En este segundo número insistimos en el asunto de la posmodernidad, que ha motivado un feliz debate (véase el espacio «La posmodernidad en cuestión»); pero aunque el tema nos interesa (por más que se diga que está pasado de moda, aquí no lo está) más nos preocupa la situación actual del cine en el Perú. En los meses últimos, en contraste con una creciente actividad cineística (que incluye el II Encuentro de Cineastas Andinos y el V Festival Nacional de Cortometrajes, comentados ambos extensamente y sin contemplaciones en esta edición), se observa una despectiva actitud del Estado respecto de nuestro cine expresada básicamente en dos omisiones: la no promulgación de parte del Ejecutivo del decreto que debería modificar la disposición en virtud de la cual los ingresos del cortometraje se han visto reducidos a la tercera parte en este año, y la no aprobación -de parte del Parlamento- de la nueva Ley General de Cinematografía, que sigue durmiendo en Senadores.

Lo cierto es que los nuevos cineastas y aquellos que desean iniciarse en la realización se verían sin posibilidades de abrirse camino, ello sin contar que un número importante de técnicos se quedarían sin trabajo.

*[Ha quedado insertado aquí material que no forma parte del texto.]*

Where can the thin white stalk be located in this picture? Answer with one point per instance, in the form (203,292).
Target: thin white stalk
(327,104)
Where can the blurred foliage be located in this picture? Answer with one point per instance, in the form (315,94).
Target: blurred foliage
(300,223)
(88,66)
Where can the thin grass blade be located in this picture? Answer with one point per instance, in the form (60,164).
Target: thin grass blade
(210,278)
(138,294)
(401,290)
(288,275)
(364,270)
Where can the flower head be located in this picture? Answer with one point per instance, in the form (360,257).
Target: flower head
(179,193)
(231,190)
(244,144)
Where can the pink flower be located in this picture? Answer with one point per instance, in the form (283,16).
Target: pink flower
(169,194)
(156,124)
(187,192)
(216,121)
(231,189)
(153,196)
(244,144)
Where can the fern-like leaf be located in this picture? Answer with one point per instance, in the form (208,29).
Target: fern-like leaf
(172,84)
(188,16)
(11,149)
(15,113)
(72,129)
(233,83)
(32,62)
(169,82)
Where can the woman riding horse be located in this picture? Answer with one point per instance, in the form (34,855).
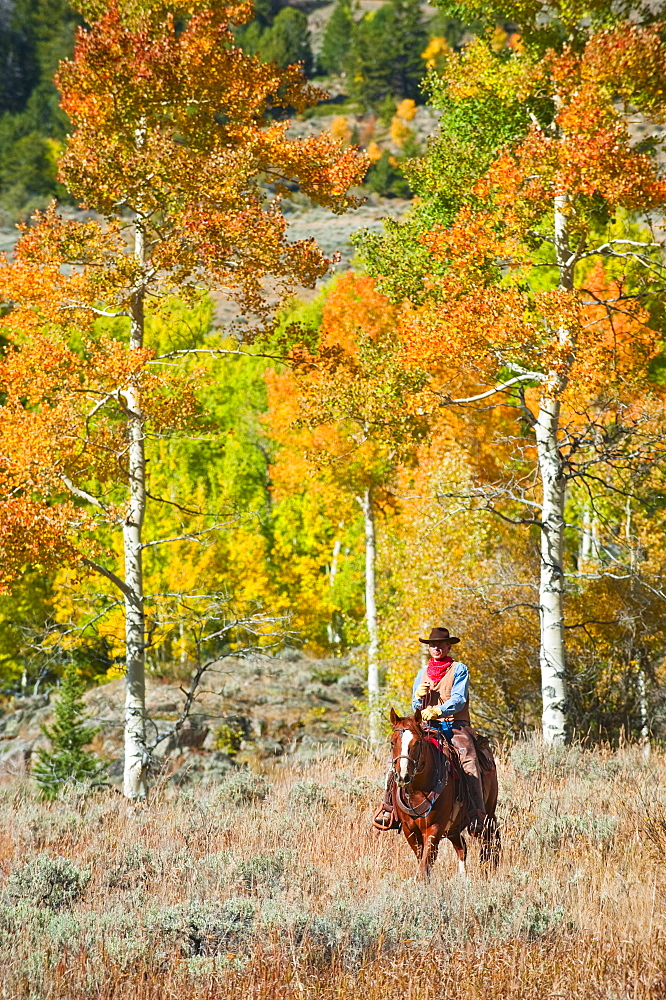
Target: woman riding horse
(441,692)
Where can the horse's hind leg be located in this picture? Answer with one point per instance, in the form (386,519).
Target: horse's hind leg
(460,847)
(414,839)
(491,845)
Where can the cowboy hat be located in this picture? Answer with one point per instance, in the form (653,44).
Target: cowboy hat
(439,635)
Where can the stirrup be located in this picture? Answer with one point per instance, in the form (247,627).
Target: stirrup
(385,821)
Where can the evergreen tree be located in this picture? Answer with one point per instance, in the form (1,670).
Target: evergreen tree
(68,760)
(385,56)
(337,40)
(287,41)
(34,36)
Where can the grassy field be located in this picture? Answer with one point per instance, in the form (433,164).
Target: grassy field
(276,887)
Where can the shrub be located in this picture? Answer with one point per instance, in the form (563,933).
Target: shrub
(263,870)
(229,736)
(46,881)
(308,793)
(599,829)
(135,866)
(68,760)
(242,787)
(204,928)
(354,787)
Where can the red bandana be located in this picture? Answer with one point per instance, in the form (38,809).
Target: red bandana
(437,668)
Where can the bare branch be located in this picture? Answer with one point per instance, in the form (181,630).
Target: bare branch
(526,376)
(109,574)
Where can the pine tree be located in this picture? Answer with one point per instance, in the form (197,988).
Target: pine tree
(287,41)
(68,760)
(337,39)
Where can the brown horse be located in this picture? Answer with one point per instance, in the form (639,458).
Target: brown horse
(430,799)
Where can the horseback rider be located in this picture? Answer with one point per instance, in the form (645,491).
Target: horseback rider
(441,691)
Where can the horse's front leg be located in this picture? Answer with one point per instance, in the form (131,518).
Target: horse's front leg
(414,838)
(460,848)
(432,837)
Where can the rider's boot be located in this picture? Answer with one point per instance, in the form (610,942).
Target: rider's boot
(386,818)
(477,805)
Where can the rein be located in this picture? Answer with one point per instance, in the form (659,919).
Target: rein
(430,798)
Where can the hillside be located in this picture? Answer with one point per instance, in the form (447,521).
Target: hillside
(261,710)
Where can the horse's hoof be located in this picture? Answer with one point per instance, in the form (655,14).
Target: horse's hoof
(476,825)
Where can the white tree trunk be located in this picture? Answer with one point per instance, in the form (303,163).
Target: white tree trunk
(333,634)
(551,576)
(644,735)
(551,579)
(135,697)
(366,502)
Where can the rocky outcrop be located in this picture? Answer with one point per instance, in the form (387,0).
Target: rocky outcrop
(246,710)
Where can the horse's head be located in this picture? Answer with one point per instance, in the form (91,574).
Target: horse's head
(407,747)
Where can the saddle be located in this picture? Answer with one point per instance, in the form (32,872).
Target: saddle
(484,753)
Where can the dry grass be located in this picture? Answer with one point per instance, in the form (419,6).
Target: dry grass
(195,895)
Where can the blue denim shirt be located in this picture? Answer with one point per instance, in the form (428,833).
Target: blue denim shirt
(459,692)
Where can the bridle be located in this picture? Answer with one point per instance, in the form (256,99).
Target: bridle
(419,763)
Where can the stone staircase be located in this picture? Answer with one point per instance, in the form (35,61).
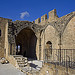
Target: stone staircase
(21,61)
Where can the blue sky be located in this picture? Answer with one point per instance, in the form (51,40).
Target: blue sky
(33,9)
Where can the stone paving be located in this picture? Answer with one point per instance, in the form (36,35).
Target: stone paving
(8,69)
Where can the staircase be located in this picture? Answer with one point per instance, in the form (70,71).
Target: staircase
(21,61)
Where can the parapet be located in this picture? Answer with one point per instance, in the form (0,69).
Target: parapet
(37,21)
(44,18)
(52,16)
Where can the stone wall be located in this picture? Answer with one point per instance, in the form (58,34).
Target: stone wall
(50,69)
(3,23)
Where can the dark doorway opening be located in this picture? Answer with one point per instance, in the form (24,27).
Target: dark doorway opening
(26,43)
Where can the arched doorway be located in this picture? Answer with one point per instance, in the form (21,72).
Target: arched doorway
(26,43)
(48,51)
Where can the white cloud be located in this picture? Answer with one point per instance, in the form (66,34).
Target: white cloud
(23,14)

Ambas omisiones son graves y de mantenerse simplemente se liquidaría el cine nacional. Y en esto no hay exageración, pues aún en el caso (no del todo probable) que directores como Lombardi, Fico García o Chicho Durant puedan continuar sus carreras mediante coproducciones apoyados en sus relaciones y prestigios (o desprestigios) personales, lo cierto es que los nuevos cineastas y aquellos que desean iniciarse en la realización se verían sin posibilidades de abrirse camino (esas posibilidades que la Ley 19327 sí dio a los directores citados), ello sin contar que un número importante de técnicos -muy capaces- formados en estos últimos años se quedarían sin trabajo al verse obligadas las empresas a cerrar ante la falta de estímulos.
Cabe reparar que detrás de tal actitud del Gobierno hacia el cine parecen hallarse algunos funcionarios y asesores liberales que si bien no son tan ignorantes (que lo son pero no tanto) como para desconocer que todo cine nacional necesita (y recibe) el apoyo del Estado (excepción hecha por el cine norteamericano por razones obvias), no les interesa que haya un cine nacional, pues para ellos (díganlo o no) la identidad es un anacronismo tercermundista a superar, razón por la cual recomiendan a los cineastas que se dediquen a realizar comerciales de Pepsi antes que a registrar fealdades (y bellezas) propias.
Frente a esta postura toca a los cineastas peruanos en primer lugar (agrupados en la Asociación, con su nuevo presidente a la cabeza) luchar decididamente para que el cine peruano tenga continuidad, aportando las recomendaciones que sean pertinentes para mejorar el proyecto de la nueva ley, y presionando al Gobierno para lograr su aprobación y promulgación en el menor lapso posible. Pero toca también a los aficionados, críticos, estudiantes de cine -y, ¿por qué no?, a distribuidores y exhibidores-comprometerse en esta tarea de evitar que el Perú se quede sin rostro.